Сказав это, Владимир задумался. Как-то странно получалось – ведь у него самого были завышенные претензии. И он не мог знать, что будет с ней, с какими людьми Владу еще столкнет жизнь. Может, она будет самой преданной женой, жизнь – лотерея с миллиардами возможных исходов. Душа чужая непостижима, как и жизнь в целом…
Но оправдал он себя тем, что без налета этого высокомерия и уверенности невозможно пробиться в жизни. И как-то ему стало противно, что он так скрупулезно высказывал ей свои соображения, почему ненавидит ее, а Влада по большей части отмалчивалась. Ей было нечего сказать или просто было все равно? Это он вечно докапывался до сути вещей и все расставлял по полочкам.
Снежинки самозабвенно отдавались пустой замерзшей земле. Владимир смотрел, как Скловская отдаляется от дома, сбито оглядываясь и как бы желая прояснить для себя что-то. Он поморщился и отошел от окна, согнувшись. Непривычно белая для военного времени рубашка резала ему глаза. Люди, как бездомные звери, прятались в каких-то полузаброшенных с уничтоженными хозяевами домах. Все это отдавало безысходностью и в то же время романтикой. Выводы о времени делаешь, когда оно минуло. А сейчас они могли лишь жить и по возможности не думать, в какую эпоху и в какие тиски попали, что их ждет.
5
Все пороки от неверных внутренних решений и изначально неправильного мировоззрения. Подсознательно Владимир знал, что Влада не во всем неправа, и он тоже лицемер. Исходя из своего видения, он защищал насиженное местечко, боялся, что его внутреннее поле опять поколеблют ее взгляды, снова он будет мучиться и искать корень бед в себе. И посмеивался над собой. Наружу страх выплескивался лишь раздражением. Владимир пришел к выводу, что надо искать внутри себя, может, избежишь чего-то нелицеприятного. Раздражение, может быть, и свидетельствует о скрытом согласии, но уж точно не в каждом случае. В себе покопаешься – найдешь то, открытием чего уже не повергнет тебя противник.
Что-то со временем ускользнувшее, от чего мучительно тянет на дне души, от чего горько и паточно одновременно, что вызывает улыбку несмотря на огорчение, охватило Владимира. С Владленой уходила эпоха его жизни, и, как бы ни было приятно, он чувствовал опустошение от освобождения.
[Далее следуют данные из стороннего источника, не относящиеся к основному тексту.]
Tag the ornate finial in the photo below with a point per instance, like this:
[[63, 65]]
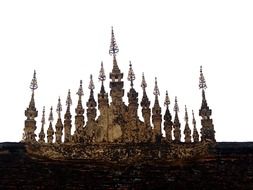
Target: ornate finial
[[91, 85], [131, 75], [43, 121], [69, 100], [193, 119], [143, 82], [34, 84], [202, 81], [156, 89], [176, 108], [59, 107], [113, 47], [186, 118], [51, 118], [102, 76], [167, 100], [80, 90]]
Сомнения в себе, обида, мстительность накатили на него, когда она ушла. Как-то Владимир подумал, что слишком много размышляет о Викторе. Решил, что сам ничтожество. За всей мишурой их притягательной элегантной семейки с их поражающе упрятанной, упакованной надменностью он как-то не сразу рассмотрел Женю. Быть может, потому, что она близка была ему, а добрые люди в душе чувствуют собратьев и не слишком ценят их, считая чем-то разумеющимся… Для других она была шиком, красотой, запрятанной в вуаль шпилек для волос, яркой помады, тепла и яркости, а Владимир, интуитивно видя ее насквозь, не желал сближения с ней. Он был лишь мальчишка, вытаскивающий в детстве занозы из немытых ног, и его тянуло к людям, говорящим точно, тонко, подмечающим малейшие промахи других и без злорадства, но отнюдь не добро освещающим их. Порой в душе он понимал, что что-то с ними не так, но осознать, что именно, не мог, дальше и дальше втягиваясь в эту трясину. Подумать только, сейчас Женя находилась в шкале его внутренних приоритетов на недосягаемой от Влады высоте, а когда-то была всего лишь ее несчастной мачехой.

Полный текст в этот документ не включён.